Bölüm 5

Bölüm 5: O Kim?

Riccardo

Yıllardır, bizim için mükemmel köleyi bulmaya çalışıyoruz, aramaktan yorulmuş ve sıkılmıştım. Bir zindanın sahibi olmanın bu konuda yardımcı olacağını düşünürdünüz ama kimse dikkatimizi çekmedi, en azından hepimizin dikkatini. Ya Marshall ya da ben denemek istediğimiz birini buluyorduk ama o kişi nadiren ilgimizi birkaç seferden fazla çekiyordu.

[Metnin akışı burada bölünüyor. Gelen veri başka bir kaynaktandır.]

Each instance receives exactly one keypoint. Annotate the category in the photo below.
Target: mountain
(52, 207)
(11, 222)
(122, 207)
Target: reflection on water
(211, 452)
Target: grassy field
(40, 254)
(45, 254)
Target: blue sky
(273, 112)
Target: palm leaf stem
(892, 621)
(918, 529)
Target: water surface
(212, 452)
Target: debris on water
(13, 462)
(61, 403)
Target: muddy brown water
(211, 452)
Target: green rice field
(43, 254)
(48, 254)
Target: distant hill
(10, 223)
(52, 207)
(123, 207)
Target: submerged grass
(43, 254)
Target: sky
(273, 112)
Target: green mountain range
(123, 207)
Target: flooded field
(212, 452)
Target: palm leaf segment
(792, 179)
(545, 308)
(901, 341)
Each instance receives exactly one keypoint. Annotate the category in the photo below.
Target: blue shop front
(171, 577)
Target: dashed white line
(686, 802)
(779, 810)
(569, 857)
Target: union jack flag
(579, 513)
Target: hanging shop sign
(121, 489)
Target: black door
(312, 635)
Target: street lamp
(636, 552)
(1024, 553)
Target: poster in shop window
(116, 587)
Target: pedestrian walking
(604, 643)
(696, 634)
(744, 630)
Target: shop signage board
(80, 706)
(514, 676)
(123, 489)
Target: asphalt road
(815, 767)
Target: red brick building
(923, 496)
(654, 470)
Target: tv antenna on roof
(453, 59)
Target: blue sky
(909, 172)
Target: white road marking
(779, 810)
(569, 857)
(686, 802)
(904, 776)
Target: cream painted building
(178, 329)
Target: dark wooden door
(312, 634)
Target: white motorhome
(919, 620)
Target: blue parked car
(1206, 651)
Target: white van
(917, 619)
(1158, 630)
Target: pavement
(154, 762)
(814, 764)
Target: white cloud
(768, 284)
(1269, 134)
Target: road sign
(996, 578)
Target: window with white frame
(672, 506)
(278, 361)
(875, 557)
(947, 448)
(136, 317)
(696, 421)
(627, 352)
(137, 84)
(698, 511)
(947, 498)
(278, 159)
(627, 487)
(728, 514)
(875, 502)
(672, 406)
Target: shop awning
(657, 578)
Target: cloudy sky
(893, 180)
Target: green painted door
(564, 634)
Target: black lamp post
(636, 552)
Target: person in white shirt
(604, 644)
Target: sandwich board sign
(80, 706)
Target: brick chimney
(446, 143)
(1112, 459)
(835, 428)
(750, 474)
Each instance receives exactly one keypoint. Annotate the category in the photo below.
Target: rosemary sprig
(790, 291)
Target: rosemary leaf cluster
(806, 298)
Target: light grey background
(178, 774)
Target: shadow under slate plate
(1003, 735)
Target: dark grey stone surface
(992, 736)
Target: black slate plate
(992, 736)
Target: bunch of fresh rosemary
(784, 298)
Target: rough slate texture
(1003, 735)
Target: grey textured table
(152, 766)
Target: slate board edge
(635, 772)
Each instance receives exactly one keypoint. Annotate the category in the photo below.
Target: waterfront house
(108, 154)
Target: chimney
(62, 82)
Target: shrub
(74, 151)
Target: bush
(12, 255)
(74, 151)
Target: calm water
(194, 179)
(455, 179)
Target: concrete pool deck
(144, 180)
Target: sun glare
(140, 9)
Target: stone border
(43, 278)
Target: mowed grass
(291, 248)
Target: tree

Boynumu sinirle ovuşturdum, aşağıdaki insan kalabalığına bakıyordum ama kimseyi ya da hiçbir şeyi gerçekten fark etmiyordum.

"Bu hafta sonu düğüne geliyor musun?" Marshall sordu, beni düşüncelerimden çekip çıkararak.

"Ne?" Ona döndüm, aşağıdaki insanları umursamadan.

Muhtemelen aşağı inip açık evin sorunsuz geçtiğinden emin olmam gerekirdi ama bu yüzden benim için çalışan insanlar vardı, böylece buna gerek kalmazdı. Üçümüz arasında en çekici olan Marshall'dı, kirli kahverengi saçları, sıcak ela gözleri ve kolay gülümsemesiyle kadınlar arasında popülerdi. İnsanlar ona her zaman çekilirdi, kendilerini tutamazlardı. Çekici bir varlığı vardı ve her zaman rahat görünürdü ama bunun sadece bir maske olduğunu biliyordum. Elbette, Kingston ve benden daha kaygısızdı ama bir anda tavrını değiştirebilirdi. Bu yanını pek az kişi görmüştü.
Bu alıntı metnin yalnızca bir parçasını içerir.